What’s wrong with your company when 100% of your employees know what a furlough is but less than 75% can actually write a full hyperlink? If your employees can’t finish this “a href” you’ve got some serious problems. Some of the main divisions in the newsroom come from the simple fact that employees aren’t being properly educated. I’m not just talking about continuing education through school, I’m also talking about educating them about their future of their jobs and their trade in a real world environment.

If you ask a typical employee why newspapers are doing so poorly, you’ll likely get an answer like ‘I blame the Internet’ or ‘it’s all Craigslist’s fault’ when in actuality, it goes much deeper than that.
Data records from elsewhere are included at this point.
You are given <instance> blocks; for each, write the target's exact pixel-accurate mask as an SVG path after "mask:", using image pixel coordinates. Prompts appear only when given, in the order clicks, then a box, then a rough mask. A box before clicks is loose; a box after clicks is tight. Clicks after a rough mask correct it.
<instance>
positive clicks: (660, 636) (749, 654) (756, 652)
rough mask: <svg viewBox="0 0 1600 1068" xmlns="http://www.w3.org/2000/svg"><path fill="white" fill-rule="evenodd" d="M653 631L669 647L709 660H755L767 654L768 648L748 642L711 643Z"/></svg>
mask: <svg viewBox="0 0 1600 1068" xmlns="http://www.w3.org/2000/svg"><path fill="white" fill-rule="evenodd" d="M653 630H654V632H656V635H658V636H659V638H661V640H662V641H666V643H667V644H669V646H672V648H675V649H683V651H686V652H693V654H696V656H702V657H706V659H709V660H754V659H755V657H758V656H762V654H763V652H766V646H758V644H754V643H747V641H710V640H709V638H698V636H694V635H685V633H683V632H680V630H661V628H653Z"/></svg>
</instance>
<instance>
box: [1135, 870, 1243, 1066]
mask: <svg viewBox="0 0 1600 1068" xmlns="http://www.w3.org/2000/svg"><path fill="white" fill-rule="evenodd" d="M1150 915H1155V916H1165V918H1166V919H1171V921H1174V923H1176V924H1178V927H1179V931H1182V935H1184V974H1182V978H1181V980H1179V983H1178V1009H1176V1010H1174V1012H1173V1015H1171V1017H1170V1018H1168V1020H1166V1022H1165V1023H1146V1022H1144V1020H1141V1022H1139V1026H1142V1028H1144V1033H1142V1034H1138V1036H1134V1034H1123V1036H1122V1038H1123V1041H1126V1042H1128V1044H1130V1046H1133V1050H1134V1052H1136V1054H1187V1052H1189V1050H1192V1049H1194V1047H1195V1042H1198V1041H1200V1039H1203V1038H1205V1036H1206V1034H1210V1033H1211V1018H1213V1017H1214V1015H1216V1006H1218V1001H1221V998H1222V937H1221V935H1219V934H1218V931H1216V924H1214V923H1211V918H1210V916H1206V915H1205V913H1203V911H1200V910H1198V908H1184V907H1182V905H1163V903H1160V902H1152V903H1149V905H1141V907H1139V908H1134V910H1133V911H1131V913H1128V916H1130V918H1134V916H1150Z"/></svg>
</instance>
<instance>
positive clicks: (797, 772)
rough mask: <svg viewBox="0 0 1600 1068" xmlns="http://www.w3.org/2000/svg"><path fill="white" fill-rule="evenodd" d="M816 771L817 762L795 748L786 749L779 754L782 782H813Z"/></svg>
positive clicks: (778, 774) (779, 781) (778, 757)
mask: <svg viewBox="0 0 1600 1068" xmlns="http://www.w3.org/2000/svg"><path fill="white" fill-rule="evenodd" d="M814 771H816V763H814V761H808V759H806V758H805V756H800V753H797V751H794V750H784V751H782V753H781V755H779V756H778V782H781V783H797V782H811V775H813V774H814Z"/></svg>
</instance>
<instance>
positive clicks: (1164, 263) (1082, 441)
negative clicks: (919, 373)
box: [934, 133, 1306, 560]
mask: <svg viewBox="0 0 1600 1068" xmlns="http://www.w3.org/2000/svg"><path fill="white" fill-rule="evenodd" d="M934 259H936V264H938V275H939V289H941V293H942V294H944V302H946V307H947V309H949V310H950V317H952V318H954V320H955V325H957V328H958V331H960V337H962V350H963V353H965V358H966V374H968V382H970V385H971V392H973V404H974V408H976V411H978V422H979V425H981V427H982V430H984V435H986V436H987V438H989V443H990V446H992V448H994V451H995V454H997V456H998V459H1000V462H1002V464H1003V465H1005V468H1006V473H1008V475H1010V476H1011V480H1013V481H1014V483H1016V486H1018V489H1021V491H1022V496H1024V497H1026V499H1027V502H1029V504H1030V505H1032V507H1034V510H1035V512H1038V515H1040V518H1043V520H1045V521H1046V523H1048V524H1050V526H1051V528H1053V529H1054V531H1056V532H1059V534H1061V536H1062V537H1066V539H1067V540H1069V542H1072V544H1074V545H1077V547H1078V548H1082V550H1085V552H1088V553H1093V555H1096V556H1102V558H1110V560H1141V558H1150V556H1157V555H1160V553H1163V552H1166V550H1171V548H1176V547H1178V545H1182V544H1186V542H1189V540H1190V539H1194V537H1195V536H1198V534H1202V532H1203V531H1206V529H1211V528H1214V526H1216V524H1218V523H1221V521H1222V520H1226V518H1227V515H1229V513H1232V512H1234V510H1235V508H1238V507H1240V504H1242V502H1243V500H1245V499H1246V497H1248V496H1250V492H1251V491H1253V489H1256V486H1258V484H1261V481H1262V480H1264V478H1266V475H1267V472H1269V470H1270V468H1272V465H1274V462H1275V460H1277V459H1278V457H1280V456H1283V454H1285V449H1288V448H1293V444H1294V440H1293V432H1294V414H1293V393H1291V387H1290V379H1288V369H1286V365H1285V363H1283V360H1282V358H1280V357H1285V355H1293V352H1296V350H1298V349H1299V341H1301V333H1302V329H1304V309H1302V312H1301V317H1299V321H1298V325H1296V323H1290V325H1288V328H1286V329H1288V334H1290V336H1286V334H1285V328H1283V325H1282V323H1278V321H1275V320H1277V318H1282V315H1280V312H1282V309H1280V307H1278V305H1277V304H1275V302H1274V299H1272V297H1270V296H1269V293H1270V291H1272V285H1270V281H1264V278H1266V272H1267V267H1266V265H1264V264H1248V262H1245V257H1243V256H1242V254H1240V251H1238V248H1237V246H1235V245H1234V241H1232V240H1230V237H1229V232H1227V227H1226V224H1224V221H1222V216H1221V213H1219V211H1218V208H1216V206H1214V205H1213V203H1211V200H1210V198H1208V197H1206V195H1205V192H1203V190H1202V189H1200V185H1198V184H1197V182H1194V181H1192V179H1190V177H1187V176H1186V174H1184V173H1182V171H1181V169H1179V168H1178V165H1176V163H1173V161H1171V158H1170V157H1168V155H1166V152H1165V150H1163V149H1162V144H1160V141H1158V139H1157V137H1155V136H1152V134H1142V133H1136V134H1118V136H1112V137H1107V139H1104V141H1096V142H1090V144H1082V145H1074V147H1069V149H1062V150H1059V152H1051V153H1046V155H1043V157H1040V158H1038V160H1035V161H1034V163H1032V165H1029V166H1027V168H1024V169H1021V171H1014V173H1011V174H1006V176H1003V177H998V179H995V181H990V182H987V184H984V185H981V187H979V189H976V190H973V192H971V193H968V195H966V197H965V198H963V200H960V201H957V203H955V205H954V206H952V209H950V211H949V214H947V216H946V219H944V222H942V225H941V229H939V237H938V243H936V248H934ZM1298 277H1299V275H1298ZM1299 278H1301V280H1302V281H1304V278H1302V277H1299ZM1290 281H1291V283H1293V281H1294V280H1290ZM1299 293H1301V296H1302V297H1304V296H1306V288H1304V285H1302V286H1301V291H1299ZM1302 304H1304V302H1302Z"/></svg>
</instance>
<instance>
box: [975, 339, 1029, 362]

Education also includes teaching coworkers things like although the AP is useful for print, it’s unnecessary for the web when you combine tools like Publish2 with ideas like the link economy. So wire editors now become curators of news instead of copy editors.

Education also extends past institutional knowledge and also includes having an open conversation with coworkers. Before you groan about having another meeting or another brown-bag lunch, consider the fact that these conversations will be one of the most important things you’ll ever talk about at your paper. Leaving coworkers in the dark about what’s going on is just another form of control and shows a lack of education.

Where do we go from here?

All of this starts with a conversation. It could be in small groups or it could be through email, but it must happen. Newspapers cannot afford to operate in the business as usual mentality. Don’t wait for higher-ups to start this conversation, take it to your coworkers and start it yourselves.

Take the time to see how your paper uses ‘control’ and question if it’s really necessary. Ask questions about everything and don’t be afraid to raise the question of education, the only thing worse than an uneducated audience is an uneducated newsroom.